Community partnerships with other providers or organizations that offer additional resources for students are always desirable. And new technology doesn’t have to just be a money-sucking nuisance; when used right, it can create new, easier avenues for gathering data. Montana State created a “vision statement” on how to use technology to support health care there.
But the idea that proved most contentious -- one that, while not new, is getting more attention than ever as health centers struggle with these issues -- was to consolidate different units. That doesn’t mean just putting all of health services under one roof or even intermingling by floor: it means complete record and service integration and collaboration between primary care, mental health, counseling, pharmacy, etc.

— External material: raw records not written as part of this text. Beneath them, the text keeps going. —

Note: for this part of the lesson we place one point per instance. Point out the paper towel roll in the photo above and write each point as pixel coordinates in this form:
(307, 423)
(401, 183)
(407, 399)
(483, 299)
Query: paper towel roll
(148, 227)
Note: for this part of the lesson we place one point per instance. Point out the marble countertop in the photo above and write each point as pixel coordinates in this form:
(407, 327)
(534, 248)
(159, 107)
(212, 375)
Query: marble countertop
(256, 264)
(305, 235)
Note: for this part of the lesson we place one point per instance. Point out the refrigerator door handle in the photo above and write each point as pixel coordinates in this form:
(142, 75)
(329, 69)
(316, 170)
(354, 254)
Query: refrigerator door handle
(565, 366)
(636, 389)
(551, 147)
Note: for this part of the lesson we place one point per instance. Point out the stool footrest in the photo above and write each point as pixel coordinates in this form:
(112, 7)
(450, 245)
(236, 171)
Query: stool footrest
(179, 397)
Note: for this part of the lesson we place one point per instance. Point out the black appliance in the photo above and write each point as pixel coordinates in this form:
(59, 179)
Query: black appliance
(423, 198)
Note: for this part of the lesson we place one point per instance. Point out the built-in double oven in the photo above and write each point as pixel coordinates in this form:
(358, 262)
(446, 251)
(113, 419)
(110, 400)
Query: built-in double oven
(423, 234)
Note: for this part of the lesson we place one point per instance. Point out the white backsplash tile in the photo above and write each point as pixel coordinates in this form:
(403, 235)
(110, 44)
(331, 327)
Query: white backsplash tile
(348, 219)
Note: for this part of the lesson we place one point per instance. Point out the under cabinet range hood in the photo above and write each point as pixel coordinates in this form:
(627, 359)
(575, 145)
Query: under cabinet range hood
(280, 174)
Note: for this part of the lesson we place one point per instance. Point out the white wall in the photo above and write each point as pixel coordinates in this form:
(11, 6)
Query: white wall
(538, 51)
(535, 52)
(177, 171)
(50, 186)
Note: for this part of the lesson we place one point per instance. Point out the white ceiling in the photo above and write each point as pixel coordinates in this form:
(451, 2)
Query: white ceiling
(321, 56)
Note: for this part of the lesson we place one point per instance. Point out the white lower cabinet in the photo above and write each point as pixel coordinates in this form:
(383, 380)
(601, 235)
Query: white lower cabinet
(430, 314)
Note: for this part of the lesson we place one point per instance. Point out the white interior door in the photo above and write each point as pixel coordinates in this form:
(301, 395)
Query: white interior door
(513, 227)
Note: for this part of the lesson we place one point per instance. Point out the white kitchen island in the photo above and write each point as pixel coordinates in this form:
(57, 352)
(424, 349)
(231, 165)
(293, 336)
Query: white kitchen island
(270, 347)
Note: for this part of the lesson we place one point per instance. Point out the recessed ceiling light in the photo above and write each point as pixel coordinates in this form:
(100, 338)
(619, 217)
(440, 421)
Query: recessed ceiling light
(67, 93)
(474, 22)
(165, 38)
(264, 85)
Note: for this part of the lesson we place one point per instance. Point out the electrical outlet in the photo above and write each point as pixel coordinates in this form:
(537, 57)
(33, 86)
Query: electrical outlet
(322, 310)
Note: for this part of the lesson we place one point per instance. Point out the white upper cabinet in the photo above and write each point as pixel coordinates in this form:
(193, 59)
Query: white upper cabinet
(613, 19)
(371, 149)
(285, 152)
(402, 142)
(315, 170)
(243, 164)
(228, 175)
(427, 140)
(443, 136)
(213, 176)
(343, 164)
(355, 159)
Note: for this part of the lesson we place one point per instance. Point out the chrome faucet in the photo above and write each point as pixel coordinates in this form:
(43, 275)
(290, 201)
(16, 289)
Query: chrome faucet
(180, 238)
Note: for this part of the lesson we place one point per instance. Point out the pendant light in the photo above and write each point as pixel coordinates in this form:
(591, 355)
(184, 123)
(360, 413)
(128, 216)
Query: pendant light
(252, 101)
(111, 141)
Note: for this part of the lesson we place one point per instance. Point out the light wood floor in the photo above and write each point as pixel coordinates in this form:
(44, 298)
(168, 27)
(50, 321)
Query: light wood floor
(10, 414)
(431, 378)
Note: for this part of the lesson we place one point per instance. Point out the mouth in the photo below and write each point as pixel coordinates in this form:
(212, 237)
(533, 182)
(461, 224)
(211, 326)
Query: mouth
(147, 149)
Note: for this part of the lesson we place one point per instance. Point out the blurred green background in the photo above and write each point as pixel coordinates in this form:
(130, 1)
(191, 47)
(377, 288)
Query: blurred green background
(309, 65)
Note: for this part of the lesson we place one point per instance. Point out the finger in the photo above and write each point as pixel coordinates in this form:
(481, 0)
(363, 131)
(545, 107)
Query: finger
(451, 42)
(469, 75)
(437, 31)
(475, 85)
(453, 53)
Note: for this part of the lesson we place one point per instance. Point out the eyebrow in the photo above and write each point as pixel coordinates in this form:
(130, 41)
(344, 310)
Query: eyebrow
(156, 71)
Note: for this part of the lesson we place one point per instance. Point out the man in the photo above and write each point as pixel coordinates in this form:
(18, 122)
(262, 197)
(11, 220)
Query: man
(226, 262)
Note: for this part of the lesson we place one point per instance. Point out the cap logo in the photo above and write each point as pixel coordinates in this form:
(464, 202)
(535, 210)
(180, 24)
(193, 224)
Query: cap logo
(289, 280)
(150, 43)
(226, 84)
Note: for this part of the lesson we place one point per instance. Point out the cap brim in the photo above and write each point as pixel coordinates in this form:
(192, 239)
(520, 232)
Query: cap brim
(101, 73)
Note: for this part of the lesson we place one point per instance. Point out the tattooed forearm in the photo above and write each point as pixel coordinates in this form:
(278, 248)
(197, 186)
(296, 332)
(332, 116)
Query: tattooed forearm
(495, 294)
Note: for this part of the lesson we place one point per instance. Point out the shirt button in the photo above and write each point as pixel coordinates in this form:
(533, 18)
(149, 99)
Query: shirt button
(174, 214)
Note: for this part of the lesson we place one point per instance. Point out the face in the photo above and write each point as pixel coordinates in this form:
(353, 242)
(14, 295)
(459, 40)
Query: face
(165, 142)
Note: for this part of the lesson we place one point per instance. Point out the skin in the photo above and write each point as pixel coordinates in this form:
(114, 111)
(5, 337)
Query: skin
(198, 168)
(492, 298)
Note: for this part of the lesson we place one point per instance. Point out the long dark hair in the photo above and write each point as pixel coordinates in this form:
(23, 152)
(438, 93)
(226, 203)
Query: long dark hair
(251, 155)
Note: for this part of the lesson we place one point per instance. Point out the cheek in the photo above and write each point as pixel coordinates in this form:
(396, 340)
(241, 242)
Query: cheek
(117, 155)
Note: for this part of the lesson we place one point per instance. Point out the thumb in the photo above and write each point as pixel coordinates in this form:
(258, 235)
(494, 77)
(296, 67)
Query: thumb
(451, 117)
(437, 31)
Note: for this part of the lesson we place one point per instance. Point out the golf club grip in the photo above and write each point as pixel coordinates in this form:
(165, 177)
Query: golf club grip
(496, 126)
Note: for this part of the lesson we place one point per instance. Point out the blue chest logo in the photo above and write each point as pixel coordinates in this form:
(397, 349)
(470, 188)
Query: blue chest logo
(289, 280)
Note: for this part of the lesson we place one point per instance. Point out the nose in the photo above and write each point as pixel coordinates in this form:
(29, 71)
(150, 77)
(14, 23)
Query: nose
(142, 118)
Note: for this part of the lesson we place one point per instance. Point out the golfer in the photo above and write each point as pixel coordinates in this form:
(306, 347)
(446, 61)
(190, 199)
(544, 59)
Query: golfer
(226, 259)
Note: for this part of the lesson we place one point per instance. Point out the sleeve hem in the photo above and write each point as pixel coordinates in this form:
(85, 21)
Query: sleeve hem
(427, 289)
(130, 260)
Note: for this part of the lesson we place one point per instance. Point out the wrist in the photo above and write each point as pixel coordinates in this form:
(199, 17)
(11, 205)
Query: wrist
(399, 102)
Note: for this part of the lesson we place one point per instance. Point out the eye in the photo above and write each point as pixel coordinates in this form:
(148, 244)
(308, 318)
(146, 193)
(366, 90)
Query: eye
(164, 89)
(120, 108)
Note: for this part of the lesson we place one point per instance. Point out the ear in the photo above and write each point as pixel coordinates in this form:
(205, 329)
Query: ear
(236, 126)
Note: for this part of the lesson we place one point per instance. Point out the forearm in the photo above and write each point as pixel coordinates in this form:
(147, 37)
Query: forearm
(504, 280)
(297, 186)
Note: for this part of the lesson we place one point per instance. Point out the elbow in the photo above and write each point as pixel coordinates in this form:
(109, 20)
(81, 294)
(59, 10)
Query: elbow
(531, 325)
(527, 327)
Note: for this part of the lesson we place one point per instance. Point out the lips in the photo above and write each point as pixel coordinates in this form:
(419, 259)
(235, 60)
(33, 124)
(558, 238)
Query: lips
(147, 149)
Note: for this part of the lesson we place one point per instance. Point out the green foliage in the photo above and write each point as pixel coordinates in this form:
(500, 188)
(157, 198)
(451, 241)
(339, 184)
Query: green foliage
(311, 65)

“The truth of the matter is, even when many of those units are, quote, integrated, they’re not really integrated, they’re just put under the same manager,” Mitchell said. “Actually, many of the smaller health services already do that. They could probably teach the bigger services a thing or two about how that can be done.”
Such a system is in theory more efficient in terms of cost and manpower, but some hesitate to share records. And there was a wide range of interpretations on display at the convention, where the idea came up in multiple sessions.
One health official in this room suggested there’s no evidence that having teams of counselors and medical providers improves patient outcomes or reduces cost.
“While I’m all for, ‘Can’t we all just get along?’ I think we ought to look carefully when we’re thinking about some of these opportunities,” he said. “When you’re really trying to look at the bottom line, we probably have to pay attention to outcome measures, too.”
One official from Cornell University pointed out that his institution has been researching integrated care, and there are data out there -- just not published data.
“Unfortunately the places that are being the most innovative,” he said, “also aren’t staffed or funded well enough to publish.”
Perhaps illustrating why some officials might get “depressed” when dealing with these issues, as Mitchell half-joked at the session, one attendee summed it up.
“This discussion kind of leads me to the same conclusion every time,” she said, “which is there is no silver bullet, and we should be doing all of these things.”